There are only a handful of new players on the Carolina Hurricanes, and one of them was an old player from two seasons ago. Michael Bunting, Brendan Lemieux and Dmitry Orlov were the only new faces on the ice when the Hurricanes’ first-team group went through its first practice of the season, along with blast from the past Tony DeAngelo. Andrei Svechnikov, who was injured when the Hurricanes’ season ended with a four-game sweep at the hands of the clearly inferior Florida Panthers, was back with the group, testing the boundaries of his yellow no-contact jersey to his teammates’ bemused chagrin.

But everywhere else, from the re-signed captain down to the re-signed goalies, the group that got things started Thursday was very much the same group still unhappy over how they ended.

A day that usually marks a turning point — the beginning of a new season for a new group, so much like the start of any school year — felt very much like the Hurricanes were picking up where they left off in May.
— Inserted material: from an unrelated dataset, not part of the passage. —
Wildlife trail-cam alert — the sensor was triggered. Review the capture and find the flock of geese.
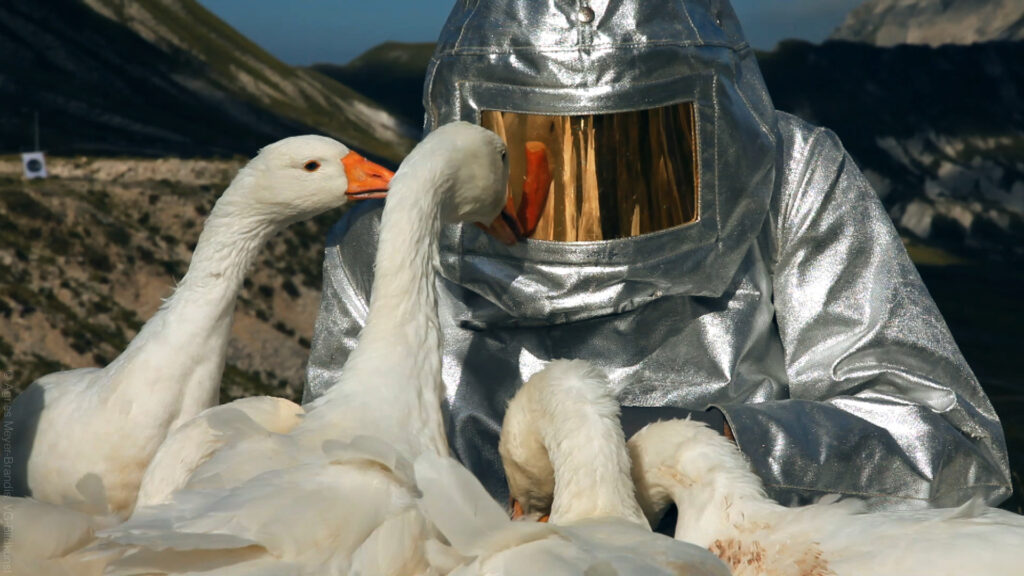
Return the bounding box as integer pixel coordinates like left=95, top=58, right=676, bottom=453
left=3, top=122, right=1024, bottom=576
This is unusual in any pro sport, but especially in the NHL’s salary-cap era, where shorter-term contracts are becoming more common and turnover is the norm, not the exception. The Hurricanes too have seen a handful of players come and go in seasons past, especially as the franchise navigated the climb to competitiveness since 2018, even starting the season without Justin Williams in the fall of 2019 but finishing it with him in the Toronto bubble that August.

But generally speaking, the players who might have left under other circumstances are still here. Instead of a fresh start, the bright uncertainty of a season to come, there was a distinct mood of unfinished business, of slipping back into a familiar routine that has brought this franchise so much success over the past five years, just not the ultimate success.

“Having the first meeting yesterday, where all the rookies were and all the prospects were also, it’s the same message that Roddie is telling us,” goalie Antti Raanta said. “Obviously there are some little tweaks and things like that, but that’s our team identity. We’re a hard-working team and that’s why it’s easy to start out straightaway. I’ve been here two years and that’s how we talk every day. … Obviously you get new faces, but our core group stays like that, and it’s going to be a lot of fun to get going again.”

The additions were all carefully targeted to address needs, all proven in their roles, whether it’s another elite two-way defenseman in Orlov or a goal-scoring winger in Bunting or an agitator like Lemieux. There’s actually more uncertainty about Svechnikov’s recovery from a torn ACL, which continues to proceed according to plan and ahead of schedule, to the point where he’s as itchy to get hit as he is to hit someone — although he was certainly veering toward the latter Thursday.

“Otherwise, it’s boring still,” Svechnikov said. “But what else you can do here, right? Nothing else. Stick with that and we’ll see.”

Stick with that and we’ll see.

That’s how the entire practice felt, not a beginning but a continuation, not the first day but one somewhere in the middle.